DRILL — bleeding/collapse in a presenting loss: Call for help. Airway–Breathing–Circulation. Two large-bore IV cannulae; bloods including FBC, group-and-save/crossmatch, βhCG. Resuscitate with crystalloid and blood as needed. Exclude ectopic pregnancy in any positive-βhCG woman with pain/bleeding — it is the diagnosis that kills. Assess for incomplete miscarriage with haemorrhage (uterine evacuation, uterotonics) and for sepsis (fever, tachycardia, offensive loss → cultures and broad-spectrum antibiotics per protocol, source control). Give anti-D to a non-sensitised RhD-negative woman per the isoimmunisation protocol. Stabilise first; the RPL work-up waits.

Figure J13.3 — Cause-directed RPL management and the acute presenting-loss drill, separating confirmed APS treatment from unexplained RPL restraint and emergency stabilisation.
Red flags / pitfalls
- Missing antiphospholipid syndrome — the one treatable cause. Always test for it, and always confirm a positive on a repeat sample before labelling and anticoagulating.
- Diagnosing APS on a single positive result — transient antiphospholipid positivity after infection is common; one result is not a diagnosis.
- Forgetting ectopic pregnancy in a presenting loss with a positive βhCG — a "miscarriage" with pain and bleeding may be an ectopic. See ectopic-pathophysiology.
- Over-investigation: routinely screening for inherited thrombophilias and then anticoagulating — no live-birth benefit, real harm.
- Empirical "add-ons" (steroids, IVIG, paternal leucocyte immunisation, routine PGT-A) sold as solutions for unexplained RPL — no good evidence; counsel against.
- Over-treating subclinical thyroid disease as if proven to fix RPL — honesty about uncertainty beats false reassurance.
- Omitting the products-of-conception karyotype when the service exists — it is high-yield and reframes prognosis.
- Neglecting the psychological dimension — failing to acknowledge grief, or quoting cold statistics without support, is a clinical failure, not just a courtesy lapse.
- Anti-D oversight — forgetting prophylaxis in an RhD-negative woman during an acute loss.
- Counselling the woman alone when the couple should be assessed together (parental genetics, shared decision-making).
Evidence anchors
- ESHRE Guideline: Recurrent Pregnancy Loss (2022 update) — defines RPL as ≥2 losses (need not be consecutive, includes non-visualised losses); frames the evidence-based investigation panel and the restrained position on inherited thrombophilia screening and unproven add-ons.

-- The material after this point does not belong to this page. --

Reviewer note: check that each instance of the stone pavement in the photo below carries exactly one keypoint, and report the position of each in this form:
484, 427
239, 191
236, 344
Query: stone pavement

- RCOG Green-top Guideline No. 17 — Recurrent Miscarriage — traditional ≥3-consecutive-loss definition; antiphospholipid antibody testing with confirmatory repeat; aspirin + heparin for confirmed obstetric APS.
- NICE NG126 — Ectopic Pregnancy and Miscarriage: diagnosis and initial management (2019) — diagnosis and initial management of the acute loss and exclusion of ectopic; anti-D considerations in early pregnancy loss (cross-check current anti-D guidance, NICE TA156 / BSH).
- National Integrated Maternal and Perinatal Care Guideline (NDoH, 2024), SA NDoH — SA source of truth for booking screen, levels of care, referral pathways, HIV testing.
- Saving Mothers / NCCEMD (latest triennium) — SA maternal-mortality context (haemorrhage, hypertension, HIV-related infection) relevant to the acute loss and high-risk next pregnancy.
- South African National HIV / ART Consolidated Guidelines (2023) — HIV testing and treatment framing for every contact.
Notes on uncertainty: RPL definitions differ between RCOG (≥3 consecutive) and ESHRE (≥2). The "repeat antiphospholipid testing ≥12 weeks apart", standard miscarriage incidence (~1 in 5), and specific aspirin/heparin doses are stated as standard teaching and should be confirmed against the current RCOG/ESHRE and local protocols before prescribing — no doses are quoted here for that reason. The benefit of septum resection, progesterone, and treatment of subclinical thyroid/thyroid autoimmunity for RPL specifically remains contested and is hedged accordingly.